How Do Anoxia or Hypoxia Occur?

Anoxia and hypoxia are well known hazards that can happen during labor and childbirth. Umbilical cord complications, such as the cord being pinched or tangled, can reduce or prevent blood and oxygen flow to the baby. Oxygen deprivation quickly damages the body and vital organs and is life threatening. A minute without oxygen can lead to hypoxia, while five minutes produces anoxia. Careful monitoring, delivery assistance, and C-Section surgical delivery must all be immediately available to protect mother and fetus from anoxia and hypoxia.

Can Medical Care Help if the Baby is Anoxic or Hypoxic?

Until recently, medical options to try to help a baby born anoxic or hypoxic have been limited. Even now, an experimental chamber with 100% oxygen, called Hyperbaric Oxygen Therapy, is no guarantee of a reversal of damage due to oxygen deprivation. However, in some cases, it can help and it should be considered immediately when infant anoxia or hypoxia are present.

What are Dangers of Anoxia and Hypoxia?

Anoxia and hypoxia can cause brain damage and other developmental problems. Oxygen deprivation gives rise to cerebral palsy, retardation, and other life altering complications. Brain death, and physical complete death are also risks.

Can Medical Tests Confirm or Rule Out Anoxic or Hypoxic Brain Injury?

Yes, eventually, tests can confirm or rule out brain injuries in babies. Sometimes, though, tests are not definitive for several months. Immediate tests include CT scan of the head, MRI of the brain, and Electroencephalography (EEG). Specialized CTs, called SPECT tests, can examine s areas of the brain for blood flow and brain activity.

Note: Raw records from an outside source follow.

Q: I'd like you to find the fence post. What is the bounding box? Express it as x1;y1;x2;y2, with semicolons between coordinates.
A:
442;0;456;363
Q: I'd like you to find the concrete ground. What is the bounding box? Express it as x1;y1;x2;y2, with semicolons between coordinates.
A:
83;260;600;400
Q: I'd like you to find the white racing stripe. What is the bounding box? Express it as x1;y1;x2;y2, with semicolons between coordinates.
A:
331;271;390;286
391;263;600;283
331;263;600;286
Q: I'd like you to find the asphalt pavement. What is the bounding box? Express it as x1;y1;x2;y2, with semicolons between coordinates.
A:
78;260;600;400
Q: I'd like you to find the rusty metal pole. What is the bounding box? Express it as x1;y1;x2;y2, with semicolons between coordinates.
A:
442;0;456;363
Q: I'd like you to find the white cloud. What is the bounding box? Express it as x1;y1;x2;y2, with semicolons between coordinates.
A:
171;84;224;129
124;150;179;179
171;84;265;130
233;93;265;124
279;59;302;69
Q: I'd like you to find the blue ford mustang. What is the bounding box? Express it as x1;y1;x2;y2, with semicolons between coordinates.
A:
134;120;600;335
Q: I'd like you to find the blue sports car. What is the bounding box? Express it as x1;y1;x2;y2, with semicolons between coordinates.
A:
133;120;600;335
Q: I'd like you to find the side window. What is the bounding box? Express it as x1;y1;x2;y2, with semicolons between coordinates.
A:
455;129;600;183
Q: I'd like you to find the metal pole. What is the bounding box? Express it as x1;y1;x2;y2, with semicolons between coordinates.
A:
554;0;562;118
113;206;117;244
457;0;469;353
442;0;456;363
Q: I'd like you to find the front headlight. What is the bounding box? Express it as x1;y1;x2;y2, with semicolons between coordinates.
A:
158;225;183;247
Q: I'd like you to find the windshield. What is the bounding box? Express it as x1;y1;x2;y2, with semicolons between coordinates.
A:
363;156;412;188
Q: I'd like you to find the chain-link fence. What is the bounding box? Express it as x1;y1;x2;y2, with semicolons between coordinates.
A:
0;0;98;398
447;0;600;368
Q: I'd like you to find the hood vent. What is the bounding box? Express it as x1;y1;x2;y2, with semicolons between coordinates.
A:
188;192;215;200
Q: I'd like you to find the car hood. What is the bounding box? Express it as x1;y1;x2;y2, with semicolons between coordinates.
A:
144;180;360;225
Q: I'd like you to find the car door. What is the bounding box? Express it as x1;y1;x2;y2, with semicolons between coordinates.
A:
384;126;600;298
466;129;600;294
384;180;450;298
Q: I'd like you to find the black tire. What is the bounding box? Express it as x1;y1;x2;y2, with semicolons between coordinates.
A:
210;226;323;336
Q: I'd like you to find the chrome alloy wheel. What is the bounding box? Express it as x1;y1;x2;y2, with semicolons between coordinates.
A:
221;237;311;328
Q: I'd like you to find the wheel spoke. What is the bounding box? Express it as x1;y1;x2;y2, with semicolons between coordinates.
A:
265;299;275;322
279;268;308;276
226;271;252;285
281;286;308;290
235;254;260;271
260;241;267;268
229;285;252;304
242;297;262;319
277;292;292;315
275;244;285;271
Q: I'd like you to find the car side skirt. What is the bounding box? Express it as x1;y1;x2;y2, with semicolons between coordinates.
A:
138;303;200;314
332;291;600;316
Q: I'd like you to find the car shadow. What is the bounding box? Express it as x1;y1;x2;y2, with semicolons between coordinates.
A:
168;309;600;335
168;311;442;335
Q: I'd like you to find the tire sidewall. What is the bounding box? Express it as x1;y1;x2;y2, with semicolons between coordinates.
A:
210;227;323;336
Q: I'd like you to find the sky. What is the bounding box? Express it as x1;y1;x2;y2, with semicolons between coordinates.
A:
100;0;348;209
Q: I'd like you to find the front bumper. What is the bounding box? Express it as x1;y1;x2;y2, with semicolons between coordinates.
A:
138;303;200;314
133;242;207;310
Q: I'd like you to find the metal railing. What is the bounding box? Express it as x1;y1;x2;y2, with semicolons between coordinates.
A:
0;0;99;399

What are the Symptoms of an Anoxic/Hypoxic Brain Injury?

There are known symptoms that parents and care providers can look out for when looking for anoxia and hypoxia. These symptoms include: lethargy, weakened limbs, spastic or jerky motions, inability to track with the eyes, delayed response to stimuli, lack of control of head motions, delayed learning, and, for some babies, unconsciousness and seizures.